Ever stop to think how many idiomatic phrases you hear every day–or thereabouts–reference a dog? No? Well, try. Go ahead right now and see how many idioms involving dogs (and I just mean the generic animal, not specifics breeds) you can come up with. If you can think of a dozen in the next minute or two, you might well consider yourself some of kind master of the vernacular. Well, you shouldn’t. Because you have only just begun to scratch the surface.
Dog and Pony Show
Ever been to a circus–or, more to the point–ever seen an old movie about a circus featuring an exhibition of dogs jumping onto the back of horses and riding them around for the purpose of entertainment? There’s your idiomatic foundation. But the real meaning here is about someone putting on an exhibition to draw you in and entice. A dog and pony show is all about the lure of something that, well, you just don’t see every day.
The Dog Days of Summer
Living in Northwest Florida along the Gulf of Mexico, this particular dog-related idiom has precious little meaning. Sometimes April and December can be as hot around here as the Dog Days of Summer might be where you live. I have actually heard Dog Days of Summer referenced to mean those days that are so hot that you never seen a dog doing anything active. In reality, the term dates back to ancient times along the northern coast of the Mediterranean when Sirius, the Dog Star, would appear in conjunction with the sun near the end of summer.
Three Dog Night
Less an idiom for most people than one of rock music’s strangest band names. The band claimed that they got the idea for their unusual moniker from Australian aborigines.

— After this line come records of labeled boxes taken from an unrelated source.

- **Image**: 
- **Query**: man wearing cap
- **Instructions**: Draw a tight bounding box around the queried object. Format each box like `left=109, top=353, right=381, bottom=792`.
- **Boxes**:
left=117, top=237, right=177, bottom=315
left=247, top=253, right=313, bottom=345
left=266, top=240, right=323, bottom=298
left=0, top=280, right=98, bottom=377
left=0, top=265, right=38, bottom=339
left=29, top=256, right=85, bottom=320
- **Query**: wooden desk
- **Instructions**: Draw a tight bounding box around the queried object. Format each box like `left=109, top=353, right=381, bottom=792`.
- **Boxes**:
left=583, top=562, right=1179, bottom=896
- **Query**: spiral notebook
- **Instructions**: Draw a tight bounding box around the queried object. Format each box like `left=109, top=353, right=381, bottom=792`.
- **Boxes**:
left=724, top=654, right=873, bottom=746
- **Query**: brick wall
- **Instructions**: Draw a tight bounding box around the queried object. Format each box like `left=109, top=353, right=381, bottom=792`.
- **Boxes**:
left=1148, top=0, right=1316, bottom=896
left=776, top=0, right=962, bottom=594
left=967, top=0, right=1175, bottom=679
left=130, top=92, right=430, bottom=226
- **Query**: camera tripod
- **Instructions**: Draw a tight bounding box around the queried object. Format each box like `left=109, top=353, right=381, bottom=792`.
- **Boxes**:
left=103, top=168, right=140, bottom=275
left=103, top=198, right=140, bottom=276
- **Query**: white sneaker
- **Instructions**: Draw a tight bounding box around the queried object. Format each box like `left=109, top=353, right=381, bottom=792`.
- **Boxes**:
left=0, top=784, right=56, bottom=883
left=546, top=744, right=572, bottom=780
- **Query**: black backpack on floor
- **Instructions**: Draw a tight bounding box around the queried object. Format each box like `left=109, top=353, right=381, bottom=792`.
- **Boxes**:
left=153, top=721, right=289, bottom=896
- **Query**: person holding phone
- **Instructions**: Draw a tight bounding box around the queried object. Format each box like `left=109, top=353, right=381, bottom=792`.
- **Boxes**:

That may or may not be true, but the idiom almost certainly refers to a night so cold that sleeping in the company of three dogs is the only way to keep warm.
Although I can barely tolerate the sterility-inducing sound of Gloria’s voice on “Modern Family” I do love her view of what a doggie-dog world would be. You see, English is her second language and idioms do not translate quite so easily so she gets a little confused. Seriously, though, could you explain what a dog-eat-dog world is a foreigner? The actual origination of this dog-referencing English idiom is up for grabs, but those who speak the language have no trouble understanding it: it’s Ayn Rand on Tea Party steroids telling the world that the key to success is to stamp out the weak competition and lie, cheat or steal to get ahead of those who are better than you.
In the Doghouse
If you have heard that “in the doghouse” traces back to “Peter Pan” prepare to be disappointed. According to Phrases.org , it is easy enough to debunk that myth. The same web site interestingly points out “in the doghouse” is pretty much an idiom unique to American English. To be there essentially means that you have seriously screwed up. I would further the notion that not only is this dog idiom mainly heard in America, but that it is probably heard 90% of the time in reference to a man who has done something his wife disapproves of so much that the doghouse become an active metaphor for the couch. I would have trouble coming up with very many examples of a character saying he’s in the doghouse in American movies or TV shows that don’t have something to do with marital problems that result in separate sleeping locations.
A Dog’s Breakfast
On the other hand, “a dog’s breakfast” seems to be an English idiom expressed very seldomly in America compared to its popularity in countries which have produced big screen James Bonds. So what is a dog’s breakfast, anyway? Pretty much anything he can find. A dog making his way through a neigborhood after a good night’s sleep may piece together a breakfast from leftover kibble, some cheese stuck to the lid of a pizza box, a three-day old half-eaten hamburger and what’s left at the bottom of a jar of peanut butter. All those things separately may have made for a great meal for someone, but for the dog it’s just a smorgasbord of garbage.